Thank you in advance for any guidance. I will try to keep this short. I am in the midst of determining if I have Crohn's now. Had J-pouch surgery in 2011, followed by some unusual complications even before takedown (and then in addition to takedown, had to have incisional hernia surgery and then a total hysterectomy a year after all that). When I was having output before takedown, my surgeon said he had never seen a J-pouch that looked like mine did at that time.

Anyway, had been having increased frequency and pain with J-Pouch for a while now. On March 20, right as COVID was taking hold, I was up at Albany Med with my surgeon -- who I had not seen in years --  doing a pouch scope and going into small intestine. The pouch looked relatively OK, except some inflammation by the cuff AND a stricture by the inlet. The biopsies then showed  more inflammation, and there was inflammation in the actual small intestine. Also, I should mention that I got extremely sick from the scope itself: horrific pain and vomiting/retching for hours. Trapped gas. They kept me in the hospital all day and then almost overnight. (I finally got out around 5 p.m., only to find out NY was being "shut down" and I had been laid off from my job.)

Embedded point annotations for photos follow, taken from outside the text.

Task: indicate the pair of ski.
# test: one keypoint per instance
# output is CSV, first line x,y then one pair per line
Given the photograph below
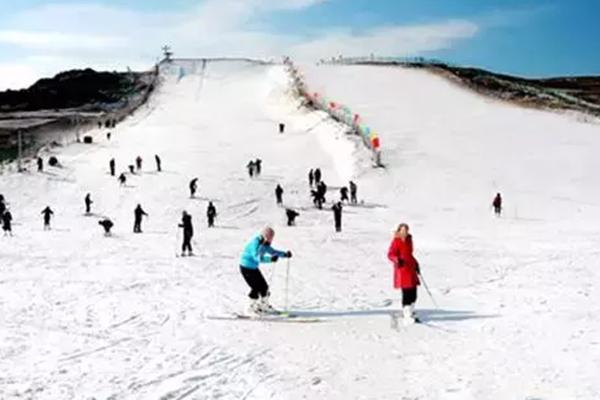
x,y
275,316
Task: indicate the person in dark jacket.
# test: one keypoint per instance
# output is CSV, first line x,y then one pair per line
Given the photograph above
x,y
211,214
188,233
88,203
337,216
7,223
344,194
353,190
47,213
193,187
107,224
138,214
291,216
497,204
279,194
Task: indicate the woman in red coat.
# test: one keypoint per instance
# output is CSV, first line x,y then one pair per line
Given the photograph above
x,y
406,271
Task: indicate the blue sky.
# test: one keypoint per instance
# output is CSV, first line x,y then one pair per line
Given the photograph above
x,y
524,37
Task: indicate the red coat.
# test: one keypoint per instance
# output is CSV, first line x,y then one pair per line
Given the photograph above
x,y
405,265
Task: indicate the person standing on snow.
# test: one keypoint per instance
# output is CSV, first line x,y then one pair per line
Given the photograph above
x,y
7,223
138,214
47,212
406,271
497,204
193,187
353,190
211,214
88,203
257,251
188,233
279,194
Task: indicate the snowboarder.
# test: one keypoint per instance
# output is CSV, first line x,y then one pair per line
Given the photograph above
x,y
497,204
317,176
337,216
188,233
279,194
138,214
251,167
193,187
406,272
88,203
7,223
257,251
258,166
344,194
353,190
107,224
47,212
291,215
211,214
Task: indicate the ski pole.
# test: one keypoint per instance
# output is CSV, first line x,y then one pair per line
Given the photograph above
x,y
428,291
287,284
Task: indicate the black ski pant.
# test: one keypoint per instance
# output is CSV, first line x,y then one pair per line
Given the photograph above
x,y
256,281
409,296
187,243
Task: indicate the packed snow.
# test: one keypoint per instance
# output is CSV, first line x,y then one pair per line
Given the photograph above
x,y
85,316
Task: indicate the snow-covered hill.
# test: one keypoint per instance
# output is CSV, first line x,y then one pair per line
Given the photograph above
x,y
84,316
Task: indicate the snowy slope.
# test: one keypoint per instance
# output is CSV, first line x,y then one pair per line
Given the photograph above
x,y
85,316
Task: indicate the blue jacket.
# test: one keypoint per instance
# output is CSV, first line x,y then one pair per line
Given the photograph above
x,y
256,253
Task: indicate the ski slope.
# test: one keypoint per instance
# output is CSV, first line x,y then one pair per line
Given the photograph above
x,y
84,316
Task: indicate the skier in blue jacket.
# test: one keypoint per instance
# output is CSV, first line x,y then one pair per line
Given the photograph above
x,y
257,251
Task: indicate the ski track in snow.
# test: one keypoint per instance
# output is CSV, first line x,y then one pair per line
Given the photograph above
x,y
84,316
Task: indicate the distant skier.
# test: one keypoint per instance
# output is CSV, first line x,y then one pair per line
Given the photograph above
x,y
291,216
7,223
47,213
251,167
88,203
258,166
317,176
188,233
107,224
211,214
353,190
337,216
406,271
497,204
193,187
138,214
279,194
257,251
344,194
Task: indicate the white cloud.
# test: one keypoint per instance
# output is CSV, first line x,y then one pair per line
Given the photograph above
x,y
73,35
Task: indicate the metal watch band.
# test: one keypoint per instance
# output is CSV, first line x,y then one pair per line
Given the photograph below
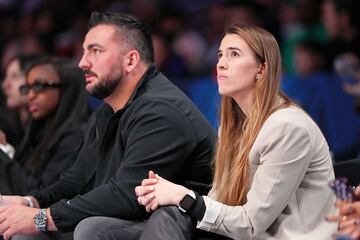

With everything going on, I didn't talk to my surgeon until more a month later, which is when I found out the biopsy results. The other thing is that even before the scope -- but much more now -- I get the trapped gas, with pain up to shoulder, and abdominal pain and bloating at least a few times a week. They did put me on course of Flagyll.

My surgeon is now ordering an MRI to see if any other narrowing in the small intestine. I know he is trying to rule out/rule in Crohn's...

So my question is, anecdotally: When there is a stricture near the inlet and inflammation in the actual small intestine, is that usually considered Crohn's?

I fear it is, as my brother has Crohn's, and while there was some mention of a concern before my colectomy/J-pouch (due to severe/recurrent C.Diff on top of 22 years of left-sided UC that turned into pancolitis and a colon filled with pseudo-polyps), we really had no choice. 

So I will appreciate anyone who wants to weigh in with their experience, opinion, etc.  I understand, of course, nothing is definitive.

Thank you so much for your time,



Original Post


Like you, I have strictured J Pouch inlet and inflammation above the J Pouch in the neoterminal ileum. Like you, I had the MRI Enterography, the CT Enterography and the Prometheus Blood Test. All were inconclusive on whether I have Crohn's or not.

Here is my opinion which I have stated repeatedly on this Board. Whether it's Crohn's or not does not matter. It's inflammation and at the end of the day you need to treat it whether it's in your J Pouch or ileum and regardless of what you call it.

Strictures at the J Pouch inlet are VERY common and many people have posted about them. The J Pouch doesn't have a backsplash valve (like the colon does) and the stricture and inflammation above the pouch could be due to backsplash stool.

In my case they grappled with the issue of whether the inflammation pattern is consistent with backsplash stool or not. They think most likely not and therefore I am a tentative Crohn's diagnosis but the tests didn't prove that. The tests IMHO are a waste of money. They should study the inflammation pattern and then decide how to treat it. But guess what? All the treatments for ileal inflammation are the same! So it doesn't matter what label you put on it. It's inflammation and you can either treat it or not. I can - with Remicade.

Threads like yours have been posted many times, and the answer is always the same: whatever you call it, you still need to treat it. I think diagnosis testing isn't something you should spend forever pursuing if no treatment plan is put in place. A treatment plan can be based on where the inflammation is and the MRI will in fact help determine that, but don't worry about the diagnostic aspect.

By the way the MRI Enterography is a 3 hour test and I posted a detailed thread about it. See this thread:


Last edited by CTBarrister

Fight like a girl:

My GI at the time of all of my testing, who was a protege of Dr. Shen that took a job at Yale and has since moved on to NYC, essentially said the thing as Dr. Shen. He went back and forth and back and forth on whether it was Crohn's or not. I think that for him, it was really an academic challenge more than anything else, but when the diagnostic testing costing tens of thousands of dollars and which didn't need to spent came back inconclusive, he threw his hands up in the air and said let's just treat it because regardless of what it is, it has to be treated. He was of the opinion that the pattern of inflammation above the Pouch was not totally explained by and consistent with backsplash stool, although he also believed the backsplash was a significant factor in the inflammation in the neoterminal ileum. The final diagnosis was "likely Crohn's, but doesn't matter because the meds I will give you for it are the same meds I would give you for it if we called it something else."

So it's really  "indeterminate IBD" but for insurance reasons it's arbitrarily labeled as Crohn's. Which I find immensely stupid but it is what it is.